Singular dilemma

Singular dilemma

Those following this newspaper’s singles calendar may have noticed that it has been getting shorter each week, culminating in the absence of the calendar altogether in this issue – not because we do not want to publicize singles events, but rather because there are none to list. Much has been written about the growing shidduch crisis and this turn of events (or rather lack of events) exemplifies a major problem in our area: We are not reaching out to our singles population.

Scan JDate or any other Jewish matchmaking service and you will find dozens of singles in their 20s, 30s, and 40s in the area. Granted, northern New Jersey is not the Upper West Side, but that doesn’t mean we can turn our backs on the singles here and expect them to do all their socializing in New York.

Of course, New York offers no shortage of opportunities for singles. After a long day of work, though, many are hard-pressed to get all farpitzed and journey across the river. If such programming were available locally, these singles could mingle more easily.

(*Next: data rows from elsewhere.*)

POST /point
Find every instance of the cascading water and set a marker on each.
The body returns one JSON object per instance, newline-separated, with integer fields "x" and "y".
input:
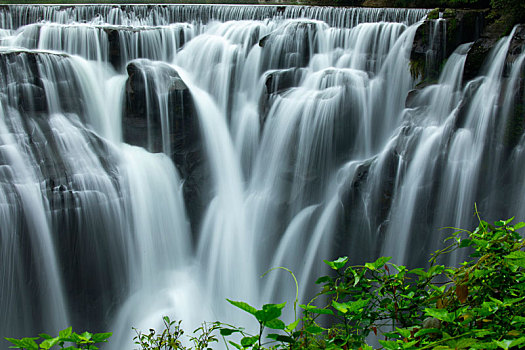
{"x": 157, "y": 160}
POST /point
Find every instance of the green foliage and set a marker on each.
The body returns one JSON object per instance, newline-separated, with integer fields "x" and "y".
{"x": 478, "y": 305}
{"x": 66, "y": 339}
{"x": 170, "y": 337}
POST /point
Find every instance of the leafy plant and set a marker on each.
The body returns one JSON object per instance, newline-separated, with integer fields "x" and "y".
{"x": 478, "y": 305}
{"x": 86, "y": 340}
{"x": 170, "y": 338}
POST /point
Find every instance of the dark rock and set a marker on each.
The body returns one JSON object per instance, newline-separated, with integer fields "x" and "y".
{"x": 436, "y": 39}
{"x": 142, "y": 126}
{"x": 516, "y": 46}
{"x": 476, "y": 57}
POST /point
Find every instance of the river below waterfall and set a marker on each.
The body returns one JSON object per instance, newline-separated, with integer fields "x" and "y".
{"x": 155, "y": 160}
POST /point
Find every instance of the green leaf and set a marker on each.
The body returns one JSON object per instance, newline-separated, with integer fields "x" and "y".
{"x": 314, "y": 309}
{"x": 16, "y": 342}
{"x": 349, "y": 306}
{"x": 243, "y": 306}
{"x": 86, "y": 336}
{"x": 378, "y": 263}
{"x": 324, "y": 279}
{"x": 101, "y": 337}
{"x": 314, "y": 329}
{"x": 292, "y": 325}
{"x": 441, "y": 314}
{"x": 275, "y": 324}
{"x": 519, "y": 225}
{"x": 504, "y": 344}
{"x": 29, "y": 343}
{"x": 337, "y": 264}
{"x": 249, "y": 341}
{"x": 49, "y": 343}
{"x": 66, "y": 333}
{"x": 389, "y": 344}
{"x": 228, "y": 331}
{"x": 269, "y": 312}
{"x": 282, "y": 338}
{"x": 405, "y": 333}
{"x": 235, "y": 344}
{"x": 425, "y": 331}
{"x": 516, "y": 258}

With their lower living costs and easy access to New York, places like Englewood and Teaneck could become popular homes for single Jews – if the Jewish community puts the right infrastructure in place. We don’t need love seminars or speed dating. Simple things such as a game night with snacks would be the perfect opportunity for mingling.

Some will argue that there are no young single Jews in their communities. We believe they do not know about them because they do little to make singles feel welcome among their programs geared toward families or the elderly.

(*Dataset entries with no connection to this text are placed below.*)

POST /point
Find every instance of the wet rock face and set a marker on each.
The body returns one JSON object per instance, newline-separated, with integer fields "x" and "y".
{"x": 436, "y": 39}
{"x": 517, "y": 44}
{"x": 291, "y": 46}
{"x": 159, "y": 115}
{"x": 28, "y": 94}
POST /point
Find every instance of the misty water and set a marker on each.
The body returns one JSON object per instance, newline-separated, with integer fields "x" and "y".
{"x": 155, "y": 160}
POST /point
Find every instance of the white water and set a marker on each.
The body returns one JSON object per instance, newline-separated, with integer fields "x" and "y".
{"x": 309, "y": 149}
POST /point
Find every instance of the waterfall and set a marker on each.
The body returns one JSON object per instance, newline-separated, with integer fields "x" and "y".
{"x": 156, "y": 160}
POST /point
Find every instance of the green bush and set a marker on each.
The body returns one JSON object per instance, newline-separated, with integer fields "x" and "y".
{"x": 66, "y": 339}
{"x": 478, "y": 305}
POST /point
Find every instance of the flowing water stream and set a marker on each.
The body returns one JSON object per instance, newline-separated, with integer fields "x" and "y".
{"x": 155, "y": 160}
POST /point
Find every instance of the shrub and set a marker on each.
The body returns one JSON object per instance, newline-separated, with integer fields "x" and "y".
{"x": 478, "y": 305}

Meanwhile, some synagogues have made efforts to reach out to their singles, but they tend to focus only on singles in their late 30s or older. Many of these singles tend to have been previously married and have families, and these programs exclude the many in their 20s who live and work in our area.

Providing our children with a Jewish education helps secure the Jewish future by preparing them with the knowledge to continue our traditions. By essentially forsaking our young adult single Jews, however, we are dooming ourselves. These singles may soon feel abandoned and then begin to look outside the Jewish community for their mates – thus negating those expensive day school educations.

The shidduch crisis has hit New Jersey. Now what are we going to do about it?